Advances in theory and new experimental tools make this field ripe for rapid progress.  For example, the realization that some microorganisms are cooperative allows us to follow the evolution of social traits in test tubes.  The toolkits of molecular biology and genomics then allow us to find and experiment with the genes underlying those traits. Biofilms provide an example that links up to our other focus on practical applications.  Biofilms are complex bacterial social structures whose physical and cooperative networks can make them resistant to standard antibiotic treatments.  Understanding how evolution works in social systems can help treat biofilm diseases, like cystic fibrosis, and other biofilm problems, like maintaining clean drinking water pipes.

Advances in model systems undergird studies of the whole spectrum of life.  Why have honeybees evolved both workers who will readily sacrifice their lives for their colony, and queens who routinely kill their own sisters?  Why do some insects go to great effort to protect aphids, while others happily devour them?  Why do we live on cooperative terms with our normal intestinal bacteria, but at war with other closely related bacteria?   Ultimately, we seek to merge the insights of evolutionary biology and the social sciences to understand why humans themselves show such a complex mixture of social traits, from the vicious to the saintly.

Because evolution speaks to our view of ourselves and our place in the world, the public's views on it range from great interest to hostility.  The hostility gives us a responsibility to address those concerns, and foster understanding of how evolution is a scientific fact not at odds with our society’s views of moral and spiritual life. The great interest that evolution generates also creates an opportunity to bring science to the public.  Education and outreach are therefore particularly important goals for the Rice Center for Evolution. 

Rice already offers a wide range of courses on evolution or with significant evolutionary content (see Appendix III).  One obvious omission, given the importance of evolution, is a course specifically directed at non-majors.  A course in evolution and medicine would be attractive to Rice's large and able pool of pre-medical students.  The Center for Evolution would also fund undergraduate fellowships to do research in faculty labs.  Graduate education would be a prime focus of the Center, with funding for a number of graduate fellowships who would be mentored by advisors in multiple departments.  
Outreach would be a significant endeavor for the Center for Evolution.  Besides faculty, both postdoctoral Evolution Fellows and supported graduate fellows will participate.  Outreach may include school-based education, developing web resources, and activities at nature centers, arboretums, and parks. Teacher workshops would be particularly valuable.  Many secondary teachers are reluctant to teach evolution, feeling they lack the expertise to counter creationist opposition.  Providing advice on Texas textbook adoption is another area where evolution expertise is needed.

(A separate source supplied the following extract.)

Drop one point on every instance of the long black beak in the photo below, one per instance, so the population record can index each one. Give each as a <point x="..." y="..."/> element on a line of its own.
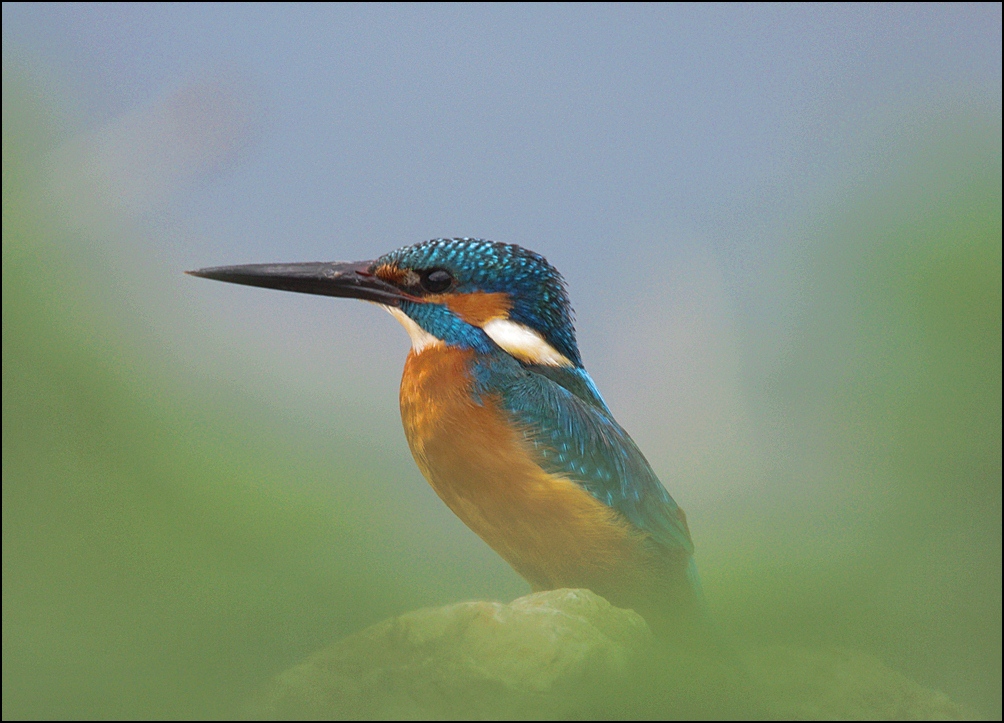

Texas is a critical place for such efforts.  Because of our state-wide textbook approval system, anti-evolution forces organize to try to water down or remove evolutionary biology from textbooks, or to substitute non-scientific views.  Even at the university level, one Texas institution has embarrassed itself by starting a center to study "intelligent design", an anti-evolution theory that has almost no support from scientists.  The activities of the Rice Center for Evolution will help keep science education strong and keep Texas as an attractive location for high-tech companies.

The Rice Center for Evolution would allow scientists in many different departments to partner with each other and build a truly multi-disciplinary program that will train a new generation of scientists in emerging fields and to reach out to the community to build a better educational system for our children.